What's a Living Trust?
Living trusts enable you to control the distribution of your estate, and
certain trusts may enable you to reduce or avoid many of the taxes
and fees that will be imposed upon your death.

A trust is a legal arrangement under which one person, the trustee,
controls property given by another person, the trustor, for the benefit
of a third person, the beneficiary. When you establish a revocable
living trust, you are allowed to be the trustor, the trustee, and the
beneficiary of that trust.

When you set up a living trust, you transfer ownership of all the
assets you’d like to place in the trust from yourself to the trust.
Legally, you no longer own any of the assets in your trust. Your trust
now owns your assets. But, as the trustee, you maintain complete
control. You can buy or sell as you wish.

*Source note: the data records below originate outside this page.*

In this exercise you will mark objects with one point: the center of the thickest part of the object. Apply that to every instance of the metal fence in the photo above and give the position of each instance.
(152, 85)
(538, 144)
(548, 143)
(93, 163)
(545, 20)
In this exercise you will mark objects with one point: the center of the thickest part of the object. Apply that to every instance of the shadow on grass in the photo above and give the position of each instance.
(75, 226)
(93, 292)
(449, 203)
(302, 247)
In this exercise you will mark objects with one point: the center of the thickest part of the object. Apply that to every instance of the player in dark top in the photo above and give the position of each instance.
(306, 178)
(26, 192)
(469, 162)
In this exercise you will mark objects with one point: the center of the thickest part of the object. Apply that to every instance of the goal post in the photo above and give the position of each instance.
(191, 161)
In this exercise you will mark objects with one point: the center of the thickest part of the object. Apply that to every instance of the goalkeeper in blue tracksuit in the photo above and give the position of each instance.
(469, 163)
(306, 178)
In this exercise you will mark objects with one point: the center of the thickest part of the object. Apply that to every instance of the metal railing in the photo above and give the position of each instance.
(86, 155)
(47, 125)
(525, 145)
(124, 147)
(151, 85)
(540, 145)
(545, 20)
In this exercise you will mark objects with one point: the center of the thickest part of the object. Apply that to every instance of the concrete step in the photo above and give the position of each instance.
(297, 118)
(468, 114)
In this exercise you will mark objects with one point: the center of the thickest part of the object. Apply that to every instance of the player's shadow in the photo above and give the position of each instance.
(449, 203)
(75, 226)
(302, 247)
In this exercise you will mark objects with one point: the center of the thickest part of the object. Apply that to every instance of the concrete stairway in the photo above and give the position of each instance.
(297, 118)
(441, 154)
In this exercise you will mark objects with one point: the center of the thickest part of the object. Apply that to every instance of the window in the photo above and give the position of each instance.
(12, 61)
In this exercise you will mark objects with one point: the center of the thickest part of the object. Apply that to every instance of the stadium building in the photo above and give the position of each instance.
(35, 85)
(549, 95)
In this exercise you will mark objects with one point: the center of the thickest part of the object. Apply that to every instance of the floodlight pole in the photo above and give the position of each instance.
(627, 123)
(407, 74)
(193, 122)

Upon your death, assuming that you have transferred all your assets
to the revocable trust, there isn’t anything to probate because the
assets are held in the trust. Therefore, properly established living
trusts completely avoid probate. If you use a living trust, your estate
will be available to your heirs upon your death, without any of the
delays or expensive court proceedings that accompany the probate
process.

The surviving spouse retains full control of his or her trust. He or she
can also receive income from the deceased spouse’s trust and can
even withdraw principal from it when necessary for health, support, or
maintenance.

On the death of the second spouse, the assets of both trusts pass
directly to the heirs, completely avoiding probate.